9) How much value do you place on deep understanding of transformational technologies like cloud, semantic Web, social media, big data, context-driven architecture? Do you have time to understand them? If not you, who? If someone else, who integrates the business and technology vision?

10) Is the push for CIOs to own shared services AND IT a push to being the CAO?  Can you be the CAO AND the head of IT R&D at the same time?





Cable,Telco CIOs -- how do they do it?

Separate groups -- one internal IT, one technology for production/network management. It creates its own challenges -- lack of integration when needed (single view of customer, cross selling/up-selling, etc.).

If all companies become "telco's" - Think banks, Web companies (Amazon), E trade, where bits are the deliverable or run processes of business units. How do they separate the operations and technology futures roles? Amazon separates CIO role and responsibility from the AWS responsiblity (CTO).  On the other hand ADP's CIO had an expansive role across operations, R&D, and new services and offerings.

When things are blowing up there is no pattern.  Our inability to find a pattern may be the best indication that the role itself is unstable in its current "standard set of responsibilities?" 

Back office versus Front office

Back office versus mid or front office. Former is stable (if consolidating).  Latter is moving fast.

Differential in rate of change between front and back office is creating problems. 

The mindset is that it's all IT, but the differences in front and back office are substantial.

Do mini-CIOs just recreate the fundamental problem that center CIOs face? Just at a business unit level?
IT pushes operational responsibility for ALL processes to the CIO.  Business unit leaders opt out of OPERATIONAL responsibility because IT controls their operation.

Are CEOs the problem?

They want a single person accountable for BOTH 5 9's operational reliability AND strategic investment in change to deliver higher performing organizations.

If a seat at the table requires operational excellence, when does the CIO have time to understand the future?

Think of the parallel in product companies. Design versus manufacturing. Are they under the same boss?

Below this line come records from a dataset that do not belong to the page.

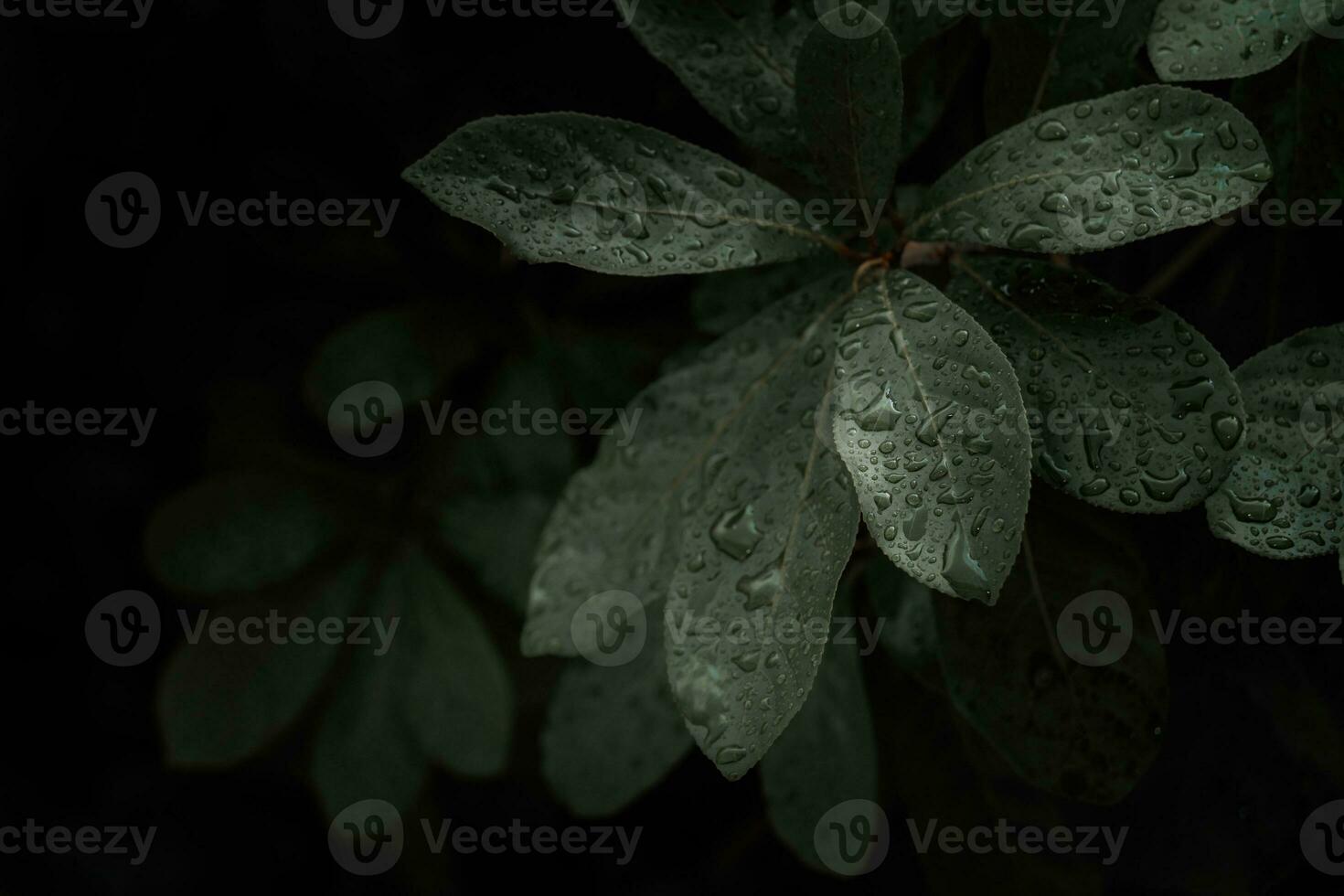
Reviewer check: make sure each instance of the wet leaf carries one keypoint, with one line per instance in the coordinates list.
(1083, 732)
(237, 532)
(729, 504)
(1131, 409)
(1100, 174)
(849, 101)
(611, 197)
(1283, 497)
(932, 427)
(220, 703)
(1212, 39)
(827, 755)
(612, 733)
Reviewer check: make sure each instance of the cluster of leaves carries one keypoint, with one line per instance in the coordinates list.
(846, 387)
(283, 527)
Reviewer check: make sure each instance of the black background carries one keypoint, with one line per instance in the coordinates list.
(240, 98)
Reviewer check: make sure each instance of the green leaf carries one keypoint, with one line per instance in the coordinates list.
(932, 427)
(1131, 409)
(409, 348)
(738, 57)
(515, 455)
(612, 733)
(1212, 39)
(827, 755)
(497, 536)
(618, 523)
(457, 695)
(611, 197)
(366, 746)
(729, 300)
(237, 532)
(1283, 497)
(849, 101)
(1297, 111)
(729, 483)
(437, 693)
(766, 532)
(1083, 732)
(222, 703)
(1044, 62)
(1100, 174)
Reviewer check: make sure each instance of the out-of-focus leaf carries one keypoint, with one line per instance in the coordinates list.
(237, 532)
(497, 535)
(411, 348)
(1083, 732)
(725, 303)
(220, 703)
(457, 695)
(1050, 60)
(1300, 109)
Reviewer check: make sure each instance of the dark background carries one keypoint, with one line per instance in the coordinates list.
(240, 98)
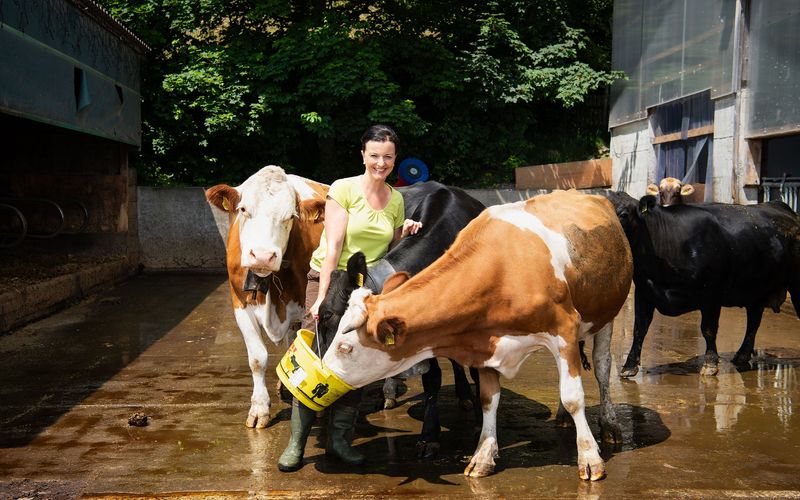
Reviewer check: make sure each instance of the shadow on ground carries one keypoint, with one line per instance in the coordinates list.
(49, 369)
(527, 435)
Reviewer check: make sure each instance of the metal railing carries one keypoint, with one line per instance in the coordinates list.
(786, 189)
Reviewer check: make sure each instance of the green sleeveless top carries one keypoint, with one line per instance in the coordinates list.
(368, 230)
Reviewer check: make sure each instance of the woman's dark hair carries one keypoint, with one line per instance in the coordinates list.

Design and/or R&D report to division presidents or CMO or head of engineering; manufacturing reports into COO.

Does IT need the same split?  Does CIO go with design/R&D?  IT ops go to the COO?



Role overload? Time for a split? Ops versus Improvement

What part of the CIO role truly needs to be part of the C-suite conversation?

What parts of the CIO responsibilities are never worthy of the C-suite conversation (except in failure mode)?

Do the answers to these questions suggest a "role and responsibility split" is at hand for CIOs?

Delivery/operations continuity is so important today -- companies can't do much without it. But that is not the same skill set as strategic thinking about ways to improve the organization with technology. Why should the ops person even report to the CIO? 

Even if you delegate ops to a subordinate... you're never released to think about what's next.